公開日:2025/02/04
角野里奈公認会計士事務所/株式会社ACCESSO 角野里奈
Q:20代から30代前半にかけてどのようなキャリアを歩まれたか教えてください!
大学入学当初はマスコミ志望で(東大の進振りでは)文学部を選択していた私が、ひょんなことから会計士を目指すことになったのは、大学の一般教養で受講した会計学の講義で「財務諸表は企業にとってのレントゲン写真」「会計士は財務諸表を見てビジネス上の課題を発見・助言できる企業の医者的存在」という話を聞いたことがきっかけでした。この話を聞き、幼少期に医者に憧れたものの、年齢を重ねるにつれ、血が苦手で適性がないと悟ってあきらめた記憶が不意に蘇り心を揺さぶられました。冒頭に記載したとおり、当初はマスコミという全く違う業種を志していたものの、キャリアについて再度真剣に考えた際に、特に当時は就職氷河期で知名度の高いテレビ局や出版社への就職は狭き門であり就職浪人の可能性もあったこと、資格を持っていればライフステージの変化があってもキャリアの選択肢が広がるだろうと思い、一念発起して文学部から経済学部に転部して会計士を目指しました。
合格後は中央青山監査法人に入所し、製造系クライアントを中心とする様々な業種の監査業務に従事しました。実は、入所時から会計監査よりアドバイザリー業務の方が関心が強かったのですが、会計士登録や法人の解体の時期が重なったこともあり、次のステージに移る丁度良いタイミングだと思い、入所4年目でPwCアドバイザリー株式会社(現:PwCアドバイザリー合同会社)へ転籍しました。PwCアドバイザリー株式会社には4年間在籍しましたが、M&Aに係る財務DDが主な業務でした。一緒に働くメンバーも会計士が多く、監査の延長のような雰囲気もあり、仕事自体も好きだったのですが、財務DD自体は買収が決定した段階で案件がスタートし、レポートを提出した段階でクローズするので、そのレポートを使って最終的にどのような交渉が行われるかまでは関与できないことが大半で、その点に次第にもどかしさを感じるようになりました。M&Aに長期的なスパンで関与するためには、ファイナンシャルアドバイザリー業務(FA業務)の経験も必要だろうと思い、キャリアを見つめ直し、この機会に環境もリセットしようとKPMGへ転職しました。KPMGでは2年間FA業務、企業価値評価業務、企業結合に係る無形資産評価業務等を中心としたM&Aアドバイザリー業務に従事しました。この部署では、会計士はマイノリティで、金融機関出身者の方が多かったです。会計士の方でもFA業務については財務DDをやる傍ら横目に見ながら吸収される方もいらっしゃるとは思いますが、私は実際に自分で手を動かさないと血肉化しないタイプということもあり、このKPMGでの経験を通して、M&Aについて一気通貫して分かるという自信に繋がったと実感しているので転職して良かったと感じています。

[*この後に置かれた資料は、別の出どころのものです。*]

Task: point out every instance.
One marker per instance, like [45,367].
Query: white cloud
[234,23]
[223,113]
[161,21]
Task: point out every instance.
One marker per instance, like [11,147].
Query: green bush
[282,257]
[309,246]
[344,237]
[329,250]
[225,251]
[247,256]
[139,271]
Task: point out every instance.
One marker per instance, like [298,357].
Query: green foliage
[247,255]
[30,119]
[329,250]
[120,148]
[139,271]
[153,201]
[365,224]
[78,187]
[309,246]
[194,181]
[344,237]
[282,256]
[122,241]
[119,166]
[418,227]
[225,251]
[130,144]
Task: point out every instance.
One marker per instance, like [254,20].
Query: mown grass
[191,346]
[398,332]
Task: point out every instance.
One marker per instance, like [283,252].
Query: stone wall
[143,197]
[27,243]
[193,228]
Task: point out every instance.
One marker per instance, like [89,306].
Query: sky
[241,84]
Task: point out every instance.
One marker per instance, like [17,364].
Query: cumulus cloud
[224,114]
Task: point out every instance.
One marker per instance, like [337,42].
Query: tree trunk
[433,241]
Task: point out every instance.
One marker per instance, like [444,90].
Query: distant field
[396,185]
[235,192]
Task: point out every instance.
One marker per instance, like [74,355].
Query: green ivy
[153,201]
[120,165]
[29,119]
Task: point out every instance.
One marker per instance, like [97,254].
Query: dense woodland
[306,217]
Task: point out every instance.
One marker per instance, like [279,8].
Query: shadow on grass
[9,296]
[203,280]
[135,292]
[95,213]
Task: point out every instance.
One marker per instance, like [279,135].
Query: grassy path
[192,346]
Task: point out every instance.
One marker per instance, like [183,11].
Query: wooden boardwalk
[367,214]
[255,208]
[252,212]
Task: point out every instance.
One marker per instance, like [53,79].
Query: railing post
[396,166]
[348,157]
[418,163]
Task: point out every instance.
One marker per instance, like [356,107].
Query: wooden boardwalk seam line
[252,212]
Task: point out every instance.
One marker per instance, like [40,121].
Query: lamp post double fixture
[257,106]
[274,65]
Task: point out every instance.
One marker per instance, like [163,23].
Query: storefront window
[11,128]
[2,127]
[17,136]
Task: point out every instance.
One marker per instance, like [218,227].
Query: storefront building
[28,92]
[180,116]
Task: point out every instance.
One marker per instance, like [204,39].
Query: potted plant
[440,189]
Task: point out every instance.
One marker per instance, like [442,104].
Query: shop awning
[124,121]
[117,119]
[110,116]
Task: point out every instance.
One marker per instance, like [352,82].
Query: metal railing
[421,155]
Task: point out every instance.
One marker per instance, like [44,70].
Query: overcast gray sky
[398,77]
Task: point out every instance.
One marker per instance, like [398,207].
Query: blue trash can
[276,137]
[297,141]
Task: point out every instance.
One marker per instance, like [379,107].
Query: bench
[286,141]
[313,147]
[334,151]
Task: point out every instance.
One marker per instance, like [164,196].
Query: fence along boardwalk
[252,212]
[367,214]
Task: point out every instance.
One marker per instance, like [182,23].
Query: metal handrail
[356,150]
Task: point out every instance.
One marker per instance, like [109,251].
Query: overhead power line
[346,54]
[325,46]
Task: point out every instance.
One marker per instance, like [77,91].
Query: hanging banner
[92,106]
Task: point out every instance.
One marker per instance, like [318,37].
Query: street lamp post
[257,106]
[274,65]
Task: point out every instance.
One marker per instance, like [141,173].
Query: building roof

そんなこんなで、まとめるとファーストキャリアでは大半の人と同じように大手監査法人で監査経験を積んだあと、3次試験(現:修了考査)合格後の20代後半からM&Aの世界に飛び込み、30代前半までPwCとKPMGの2法人で計6年ほどみっちりと鍛えられました。今でこそM&Aが私のキャリアの軸となっていますが、当初から現在のキャリアを想定していたわけではなく、好奇心と勢いで飛び込んだ世界です(笑)私が会計士資格を持たずに裸一貫でどこかの事業会社に就職していたとして、M&Aという何百億/何千億規模の資金が動く企業の一大イベントに立ち会える可能性は極めて低かったとも思いますし、会計士としてアドバイザリー側で関与できるチャンスがあるなら「激務そうだけど、逆に挑戦するなら今の時期しかない!」と思っての決断でした。振り返ってみても、30代前半までは初めての業務でも、チャレンジする姿勢の方が結果より重視される時期だったと思うので、当時の決断は間違っていなかったと思います。
Q:30代半ばでご出産されたとのことですが、その前後でどのようにキャリアチェンジをされましたか?
前述したとおり、M&Aについて一通り経験し自信もつきはじめたタイミングで、ライフワークバランスも意識して転職活動を行い、次のキャリアとして事業会社(リクルート)を選択しました。リクルートでは、投資マネジメント室というCFO直下の組織に属し、社内のM&Aアドバイザーの業務を中心に担当しました。これまでは外部のアドバイザリーとしてM&Aに関与していたところ、リクルートで初めて当事者の立場になることで、会社の成長のために必要なM&A戦略の構築や企業価値向上のための施策の検討など幅広い課題解決に携わることができ、非常に刺激の多い日々を過ごすことができました。事業会社のコーポレート部門は各々が専門性の高い業務を行っておりますが、企業価値向上のためには経営企画と各部署の目指すベクトルが同じである必要があります。物事を前進させるには、適切なタイミングで関係者を巻き込む必要がありますが、そうした経験も事業会社に転職したからこその学びであり、特にリクルートの社員は、求心力に秀でた方が多く、幅広い部署の方々とディスカッションを行う日々を通じ私自身の視野も広がりました。また、転職時のプライオリティとして挙げていたライフワークバランスも改善され、35歳で第1子を出産しました。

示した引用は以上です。